Commission des finances : auditions des présidents d’associations d’élus

 

Vous trouverez ci-dessous mon intervention lors de l’audition de M. François Baroin, président de l’Association des maires de France (AMF), M. Dominique Bussereau, président de l’Assemblée des départements de France (ADF), et M. François Bonneau, président délégué de Régions de France, sur la situation des finances locales.

Mme Christine Pires Beaune. Tout d’abord, je ne conteste pas l’idée que les collectivités locales soient mises à contribution comme l’État ou la sécurité sociale. Je n’étais pas d’accord avec la méthode du coup de rabot uniforme appliqué à toutes les collectivités, qui a prévalu au cours du précédent quinquennat, et je ne le suis toujours pas ; elle montre une méconnaissance de l’hétérogénéité des collectivités. Aussi suis-je tentée de trouver plutôt intelligente cette contractualisation avec les 319 plus grosses collectivités, mais elle me semble mal engagée. Par exemple, l’objectif de contenir dans la limite de 1,2 % précisément la progression des dépenses s’appliquera-t-il indifféremment ? Le même pourcentage est annoncé pour toutes les catégories de collectivités, mais est-ce réaliste ?

Que pensez-vous par ailleurs de cet article 24 du projet de loi de programmation des finances publiques pour les années 2018 à 2022, qui impose une nouvelle règle prudentielle aux collectivités les plus importantes ?

J’en viens à des questions spécifiques aux différentes catégories de collectivités.

Quelle est la position de l’AMF sur l’abandon de la révision des valeurs locatives cadastrales ? Si la taxe d’habitation est injuste, c’est effectivement parce que les bases sont injustes. Or elles continueront à s’appliquer pour les taxes foncières, notamment celles applicables au foncier bâti. On prend le problème à l’envers ! Je souligne également le manque de courage de ce gouvernement et du précédent à propos de la DGF. Si tout le monde s’accorde à dire qu’elle est totalement inégalitaire, qu’attend-on pour la réformer ?
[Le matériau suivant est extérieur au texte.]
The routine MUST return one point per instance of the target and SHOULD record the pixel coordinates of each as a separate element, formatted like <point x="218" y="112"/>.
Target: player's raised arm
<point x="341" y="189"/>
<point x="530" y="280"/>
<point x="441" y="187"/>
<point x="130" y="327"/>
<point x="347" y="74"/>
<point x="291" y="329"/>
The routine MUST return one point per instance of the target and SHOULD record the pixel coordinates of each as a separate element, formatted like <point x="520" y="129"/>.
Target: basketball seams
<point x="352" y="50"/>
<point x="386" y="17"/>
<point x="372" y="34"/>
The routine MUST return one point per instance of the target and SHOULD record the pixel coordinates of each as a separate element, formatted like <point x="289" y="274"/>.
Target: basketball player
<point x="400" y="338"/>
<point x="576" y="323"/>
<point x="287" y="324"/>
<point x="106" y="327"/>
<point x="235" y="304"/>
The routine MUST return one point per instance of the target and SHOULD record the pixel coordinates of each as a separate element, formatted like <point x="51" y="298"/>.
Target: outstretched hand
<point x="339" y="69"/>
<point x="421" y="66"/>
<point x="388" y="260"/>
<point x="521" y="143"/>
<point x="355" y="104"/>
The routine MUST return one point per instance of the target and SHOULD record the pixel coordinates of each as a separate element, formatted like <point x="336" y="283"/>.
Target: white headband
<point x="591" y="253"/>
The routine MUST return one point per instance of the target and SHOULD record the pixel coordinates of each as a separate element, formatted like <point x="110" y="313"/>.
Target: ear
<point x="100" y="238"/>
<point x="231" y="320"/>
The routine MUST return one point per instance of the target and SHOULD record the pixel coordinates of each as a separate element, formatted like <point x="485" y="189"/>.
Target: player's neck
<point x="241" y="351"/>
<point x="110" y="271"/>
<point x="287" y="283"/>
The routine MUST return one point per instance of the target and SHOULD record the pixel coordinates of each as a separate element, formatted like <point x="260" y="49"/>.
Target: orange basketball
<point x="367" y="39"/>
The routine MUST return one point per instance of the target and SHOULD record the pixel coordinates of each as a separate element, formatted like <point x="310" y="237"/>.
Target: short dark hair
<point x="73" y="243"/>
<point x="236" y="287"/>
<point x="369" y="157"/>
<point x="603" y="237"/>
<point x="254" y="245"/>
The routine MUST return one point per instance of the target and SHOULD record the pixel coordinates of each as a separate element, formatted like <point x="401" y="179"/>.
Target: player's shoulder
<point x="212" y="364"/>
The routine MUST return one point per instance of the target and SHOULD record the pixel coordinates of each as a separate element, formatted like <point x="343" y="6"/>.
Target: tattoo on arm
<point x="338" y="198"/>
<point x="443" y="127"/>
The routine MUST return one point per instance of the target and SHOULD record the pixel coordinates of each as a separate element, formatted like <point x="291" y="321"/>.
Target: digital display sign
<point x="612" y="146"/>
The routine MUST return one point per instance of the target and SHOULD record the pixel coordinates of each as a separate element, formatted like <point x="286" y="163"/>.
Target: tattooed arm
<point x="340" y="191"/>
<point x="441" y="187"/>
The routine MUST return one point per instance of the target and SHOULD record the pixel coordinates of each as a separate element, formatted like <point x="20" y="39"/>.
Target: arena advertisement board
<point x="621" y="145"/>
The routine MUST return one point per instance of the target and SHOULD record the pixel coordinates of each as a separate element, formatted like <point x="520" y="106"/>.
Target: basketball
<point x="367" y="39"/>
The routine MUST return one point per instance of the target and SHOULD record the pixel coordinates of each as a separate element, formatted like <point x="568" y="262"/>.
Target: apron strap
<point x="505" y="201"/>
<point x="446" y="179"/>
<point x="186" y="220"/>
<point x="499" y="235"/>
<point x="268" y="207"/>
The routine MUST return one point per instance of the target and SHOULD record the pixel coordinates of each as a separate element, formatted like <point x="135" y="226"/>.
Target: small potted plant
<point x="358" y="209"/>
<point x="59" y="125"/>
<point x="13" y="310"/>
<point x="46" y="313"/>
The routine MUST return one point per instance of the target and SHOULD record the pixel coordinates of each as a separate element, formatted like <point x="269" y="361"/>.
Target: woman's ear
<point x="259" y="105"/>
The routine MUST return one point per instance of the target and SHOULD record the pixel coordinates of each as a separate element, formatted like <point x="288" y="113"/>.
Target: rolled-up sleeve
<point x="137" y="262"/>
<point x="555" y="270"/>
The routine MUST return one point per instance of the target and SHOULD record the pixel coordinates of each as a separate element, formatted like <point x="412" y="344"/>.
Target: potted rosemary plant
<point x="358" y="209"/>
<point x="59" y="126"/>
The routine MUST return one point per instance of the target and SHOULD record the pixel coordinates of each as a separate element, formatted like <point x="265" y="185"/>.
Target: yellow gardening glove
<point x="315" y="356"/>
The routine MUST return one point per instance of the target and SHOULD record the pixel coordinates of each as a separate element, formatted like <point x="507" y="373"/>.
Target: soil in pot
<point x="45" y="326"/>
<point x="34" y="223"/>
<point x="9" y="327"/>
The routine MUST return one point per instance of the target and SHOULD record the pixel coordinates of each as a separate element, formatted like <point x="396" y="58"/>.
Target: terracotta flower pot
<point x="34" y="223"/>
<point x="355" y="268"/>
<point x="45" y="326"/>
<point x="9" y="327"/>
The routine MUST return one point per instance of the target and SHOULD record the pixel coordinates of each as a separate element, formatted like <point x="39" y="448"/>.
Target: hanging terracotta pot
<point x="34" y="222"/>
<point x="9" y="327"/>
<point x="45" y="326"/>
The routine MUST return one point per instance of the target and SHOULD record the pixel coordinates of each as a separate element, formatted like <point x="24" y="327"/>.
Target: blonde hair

J’en viens à l’investissement public et à un mensonge proféré par Mme la ministre auprès du ministre d’État, ministre de l’intérieur : on ne lui a sans doute pas donné la bonne fiche, car l’investissement public est en baisse. Les fonds de dotation des investissements publics sont en baisse. Certes, le montant de la DETR est inchangé, mais celui de la dotation de soutien à l’investissement public local diminue. Sommes-nous d’accord ?

Je voudrais aussi savoir ce que pense le président de l’AMF du fait que les communes les plus riches – je dis bien : les plus riches – ont une DGF dite « négative ». Elles ne sont donc pas ponctionnées pour financer la péréquation. Les communes les plus riches de France ne paient plus du tout de péréquation !

Dernière question pour le président de l’AMF, qu’est-ce qui se cache donc derrière le fonds de modernisation de 50 millions d’euros, d’ailleurs inclus dans la fameuse dotation de soutien à l’investissement local ? Ne serait-ce pas la mise à contribution de toutes les autres collectivités, via un bonus qui serait donné aux quelque 35 000 communes ?

Monsieur le président de l’ADF, à combien le montant du fonds de péréquation des DMTO est-il estimé ? Ces droits connaissent effectivement une progression importante.

Quant aux régions, j’appelle simplement l’attention de mes collègues nouvellement élus. Ils peuvent se reporter aux propos tenus dans l’hémicycle par le Gouvernement : ces 450 millions d’euros sont un engagement pérenne. Nous devons les retrouver dans ce projet de loi de finances !

[…]

M. le président de l’AMF. J’approuve votre position sur la révision des valeurs locatives, madame Pires Beaune. C’est la plus logique et la plus saine. Peut-être le Gouvernement pourra-t-il répondre votre proposition.

Quant à la baisse des investissements publics, je vous ai indiqué l’impact d’une réduction de 25 %. Que ferons-nous à la suite du vote du Parlement ? Le ralentissement de l’investissement public local peut se poursuivre, ce qui s’ajoutera aux problèmes en matière de logement, qui ont un effet sur la production. On nous annonce 50 000, 60 000 ou 70 000 disparitions d’emploi dans les secteurs du bâtiment et des travaux publics confondus. Il faut regarder les investissements, et examiner l’effet de ciseau entre blocage des investissements annoncé par le ministère des transports et relance dans les contrats de plan, mais il y aura forcément un effet récessif, sans doute assez rapidement, mais nous ne pouvons dire quelle en sera l’ampleur.